Chicago has been fighting a losing battle on guns, and it's not quite ready to stop. In 2008, when the U.S. Supreme Court ruled that a Washington, D.C., ban on handguns violated the Second Amendment, the city should have realized its own ban was doomed. Instead, it went through its own litigation, which ended with the Supreme Court ruling that Chicago, too, was trampling on a constitutional right.
At that point, the city passed a new ordinance allowing Chicagoans to get permits to own handguns, provided they got training at a gun range. But, in an odd twist (or a stubborn protest), the ordinance also prohibited commercial gun ranges. As might have been expected, the range ban was struck down by the 7th U.S. Circuit Court of Appeals.
The city grudgingly allowed them, but only in manufacturing districts, with a special-use permit, and least 500 feet from any residential area, school, library, church, liquor store or day care center, among other sites.

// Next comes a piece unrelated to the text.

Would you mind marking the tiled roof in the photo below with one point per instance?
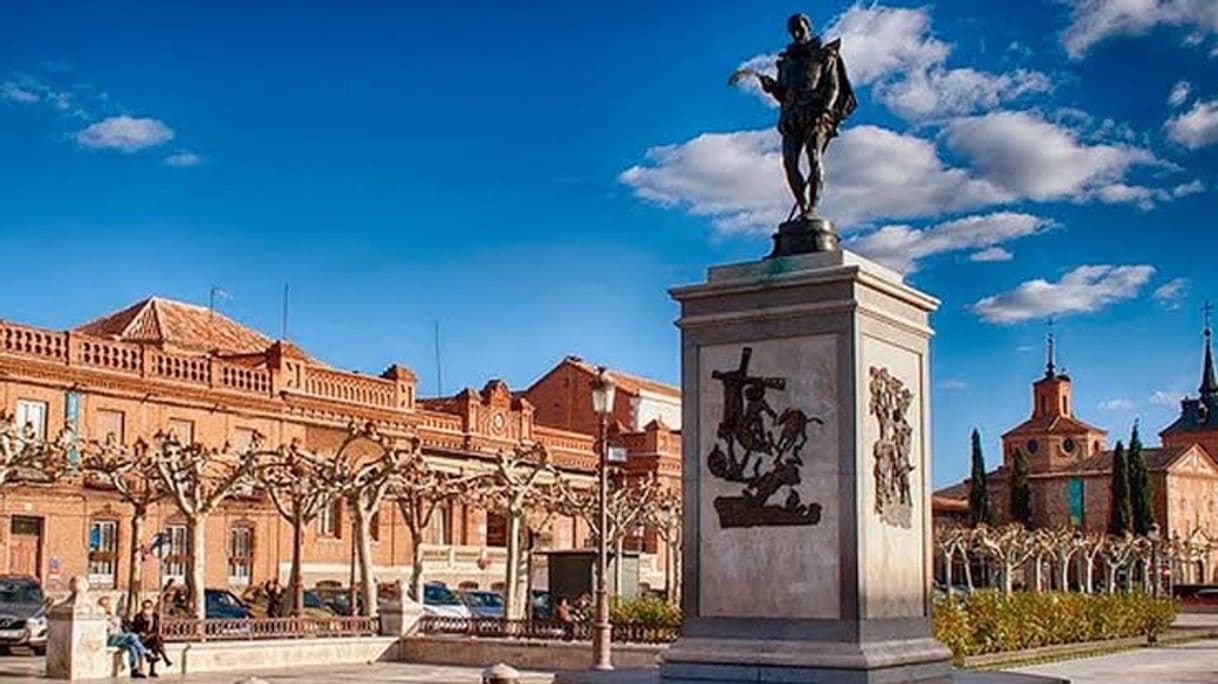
(178, 325)
(1054, 424)
(627, 382)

The restrictions, not by accident, put nearly 98 percent of the acreage in Chicago off-limits. The practical figure is 100 percent: Not a single commercial gun range has opened.
It was no big surprise when the 7th Circuit found this ordinance overly burdensome. But the City Council remains in no hurry to submit to the reality of Second Amendment rights. Recently, it put off a vote on a proposed measure designed to comply with the court ruling — a measure that would allow ranges in business, commercial and industrial areas with a special-use permit and drop the distance requirements. Some aldermen are opposed, with Ald. Michele Smith, 43rd, charging that the federal court of appeals is "completely out of touch with the needs of cities (and) the protection of our children."

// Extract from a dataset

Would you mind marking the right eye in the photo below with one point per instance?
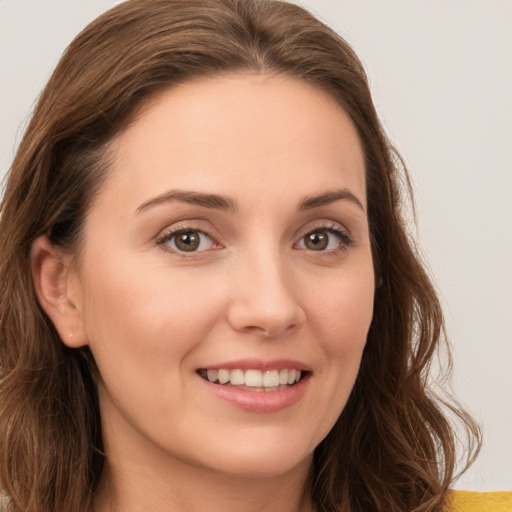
(187, 240)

Maybe so, but the city still has to comply with the court's rulings. In truth, the judges had good reason to reject the reasoning behind the restrictive ordinance. The city, for example, claimed such venues are an environmental and fire hazard. That's no truer of commercial ranges than of the law enforcement ranges located in Chicago — which numbered 11 at the time the case was argued.
The city claimed commercial shooting sites could generate crime. But the court noted the city furnished no evidence to support this conjecture. And a place frequented by law-abiding adults equipped with firearms and skilled in their use really isn't the most tempting target for felons.
Plenty of cities have found these facilities compatible with public safety. A large commercial gun range opened a few years ago in Waukegan, for example, and Waukegan police Cmdr. Joe Florip says there have been "no issues or problems." Nor does he recall any with another range that is no longer in business. Chicago's lawyers were able to find only two examples of thefts from shooting ranges in the entire United States since 2010.
There is also considerable social value in encouraging those who own guns to learn how to use them safely and competently and maintain their proficiency. That's what ranges are for, and there is no good reason to force Chicagoans to drive to the suburbs to find one.
Aldermen may not like to see their power to regulate guns curtailed in court. But it's about time they woke up to reality.